Kelly acquiesça finalement, montant à l'avant du camion de pompier pour indiquer le chemin. La route était glissante, le vent soufflait assez fort dans les arbres, certains se couchant, d'autres résistant comme ils le pouvaient. Après une dizaine de minutes, Kelly reconnut la route. C'était cette route, il en était certain.

« On est sur la bonne route ».

Mais la visibilité était presque nulle à présent. C'était presque impossible de voir à deux mètres. Encore plusieurs minutes, et Kelly reconnut ce passage, ce panneau indiquant Chicago. Il était passé par là avant d'avoir l'accident.

« C'est par ici ! », dit enfin Kelly en pointant du doigt la route.

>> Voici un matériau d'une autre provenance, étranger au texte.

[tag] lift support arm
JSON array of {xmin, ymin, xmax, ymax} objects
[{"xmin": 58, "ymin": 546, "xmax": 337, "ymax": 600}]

La neige tombait encore plus fortement, tourbillonnant au gré d'un vent de plus en plus fort. La route était presque imperceptible, même pour des yeux expérimentés. Mais finalement, une tâche sombre apparut aux yeux de tous. Et plus ils avançaient, plus elle devenait grosse et distinctive. Et enfin, ils aperçurent les phares de la voiture qui continuaient de briller encore très légèrement. Le camion de pompier s'arrêta, et Kelly descendit presque aussitôt, courant vers cette forme sombre qu'était devenue la camionnette de Matt.

« Matt ! Matt ! »

Mais il ne répondait pas, il ne répondait plus. Arrivant sur lui, il enleva la neige tout en criant son nom. Il était suivi de près par les ambulanciers, puis par les pompiers.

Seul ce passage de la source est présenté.